Experts warn of a serious health crisis if sewerage is not tackled immediately

Friday February 22 2013

A public toilet facility at Nyabugogo main taxi park in Kigali. Photo/File

A public toilet facility at Nyabugogo main taxi park in Kigali. High population poses a major challenge to city authorities when it comes to providing adequate social amenities and experts argue that some of them might collapse if the pressure increases. Photo/File 

By EMMANUEL RUTAYISIRE Special Correspondent

Provisional results of the 2012 National Housing and Population Census indicate that Kigali City is home to 1.1 million people, which translates into 10.8 per cent of the total population of Rwanda.

The high population poses a major challenge to city authorities when it comes to providing adequate social amenities and experts argue that some of them might collapse if the pressure increases.

Figures from the national utility agency, for example, indicate that the city’s population currently consumes 62,000 cubic metres of water compared with 55,000m³ last year, an increase of 7,000m³.

Contracted private firms

However, according to the department, the actual water need of the city is 82,000m³, meaning some areas, particularly lower-end suburbs, do not get adequate water supply.

“Every year, we anticipate an increase of six to 10 per cent in the demand for water due to increased needs,” said Theoneste Minani, the head of Water and Sewerage Utility at Electricity and Water Services Authority (EWSA), the national utility agency.
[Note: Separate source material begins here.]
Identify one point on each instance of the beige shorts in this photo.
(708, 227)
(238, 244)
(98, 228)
However, despite the challenges facing the city in meeting the water needs of its residents, the engineer said, the authorities have made huge strides in improving the standards of living in the city.

“We have contracted private firms in every sector to collect solid waste. We are keeping the city clean,” Alphonse Nizeyimana, Kigali City vice-mayor for finance and economic development, said.

Kigali has distinguished itself in the East African region for its success in keeping its streets well lit, efficient garbage collection and regular road maintenance but the fact that the city sits on a clogged sewerage system poses a sanitation challenge.

Officials at the city council say some 110m³ in liquid waste is generated in Kigali per day from commercial buildings and the few self-contained units in the affluent suburbs. This on top of other unknown volumes in pit latrines in the compounds of homes in both upper- and lower-end suburbs.

Since the majority of residents in Kigali want to live in self-contained detached houses, this, coupled with improved water supply, means an increase in liquid waste in coming years.

Swim in a sea of human waste

“In case of an earthquake, this city would swim in a sea of human waste,” a senior government official hinted.

A collective sewerage system is yet to be realised as a $70 million (Rwf44.3 billion) financing proposal submitted to the European Development Bank is yet to be approved.

Experts say collective sewerage systems may not be good because, in case of failure, the entire city would suffer the consequences, which calls for multiple sewers to enable back-ups and make maintenance of the system easier.

Mr Minani said 80 per cent of water consumed is very likely to turn into liquid waste, conceding that it creates a sanitation threat to urban centres in Rwanda and Kigali in particular.

To address the problem, the city authorities are now making it mandatory for commercial properties and real estates to provide for sewerage treatment systems before they are issued with construction permits.

Experts still sceptical

Experts are however still sceptical: They accuse the authorities of paying lip service to sanitation issues and cite the emerging suburbs with corresponding improvement of the city’s social amenities.

The past few years have seen new suburbs – such as Nyarutarama, Kibagabaga, Kinyinya and a section of Kimironko – come up and environmental experts argue that city authorities should have a plan for adequate amenities there.

“What we have [clogged sewerage] is poor sanitation in urban planning terms,” Charles Mugabo, who specialises in environment sciences and sits on the Rwanda Bureau of Standards committee on waste management, said.

Mr Mugabo argues that the council can start by putting up sewerage treatment systems and other amenities at the suburbs.

A standard septic tank to accommodate sewerage for a three-bedroomed house costs Rwf1,500,000, a price experts say could go down were homeowners to contribute communally. However, there is a need for the government to come up with proper standards to ensure the septic tanks are of high quality.

EWSA officials say 28,000m³, or 45 per cent of the water consumed in Kigali, is pumped out of River Nyabarongo, which gets much of its flow from Nyabugogo River which experts suspect is polluted by sewage from suburbs such as Muhima and the Central Business District.

Once the rivers are polluted, experts say, the cost of water treatment goes up and quality of household water for surrounding communities that do not have access to piped water is compromised, which increases prevalence of water-borne diseases such as typhoid.